So many tombs for the One Tomb of Christ

As we stand, sit or kneel in quiet veneration in our homes on this Great and Holy Friday, we look to tonight when we sing the hymns of the Epitaphios – even if that is by online streaming of church services. When we do, we will be in Saturday, the holiest Saturday of the year, the holy Sabbath of the Lord, when he lay in the tomb, so that He who is Life could bring Life to all who are in the tombs of death, or the living tombs of illness or depression, or the unending tomb of poverty and exclusion. So many tombs in our lives, so many tombs in these days of coronavirus, so many living in fear of what might happen to themselves and their loved ones. And by His death and burial, Jesus entered all the tombs of our existence and opened a new Tomb, a life-giving tomb that brings Life, Hope and Joy where there is hopelessness, despair and sadness. He entered human history as a Stranger, unrecognized by anyone but a handful of people who were given grace to see what no human eye can see. Here are some verses from our Orthodox tradition that imagine Joseph of Arimathea asking for the body of Christ the ‘Stranger’. Is he still a ‘stranger’ to any of us?

Joseph went to Pilate, 
pleaded with him and cried out:
Give me that Stranger
who since his youth
has wandered as a stranger.

Give me that Stranger
upon whom I look with wonder,
seeing him a guest of death.

Give me that Stranger
whom envious men
estrange from the world.

Give me that Stranger
that I may bury him in a tomb,
who being a stranger has no place
whereon to lay his head.

Give me that Stranger
to whom his mother cried out
as she saw him dead:
"My Son, my senses are wounded
and my heart is burned
as I see you dead!
Yet, trusting in your resurrection,
I magnify you!"

In such words did the honorable Joseph plead with Pilate.
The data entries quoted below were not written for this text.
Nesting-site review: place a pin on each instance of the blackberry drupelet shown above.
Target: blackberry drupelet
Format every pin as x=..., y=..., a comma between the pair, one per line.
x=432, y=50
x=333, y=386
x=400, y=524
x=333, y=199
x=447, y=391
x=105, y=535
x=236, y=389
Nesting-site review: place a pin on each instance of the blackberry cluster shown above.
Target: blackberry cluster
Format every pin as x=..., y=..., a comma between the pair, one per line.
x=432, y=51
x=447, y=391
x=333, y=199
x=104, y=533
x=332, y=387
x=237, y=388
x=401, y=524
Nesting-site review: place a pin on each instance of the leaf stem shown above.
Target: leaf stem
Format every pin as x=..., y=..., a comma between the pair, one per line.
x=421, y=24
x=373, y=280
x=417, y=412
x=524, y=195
He took the Savior's body and, with fear, wrapped it in linen with spices. And he placed you in a tomb, O you who grant everlasting life and great mercy to us all.
The photo at the top shows our Epitaphios, the embroidered image of the burial of Christ; and the photo at the bottom shows our fully decorated Epitaphios from last year. The embroidered Epitaphios was donated some years back by Bill and Helen Gribizis in memory of their sister Mary.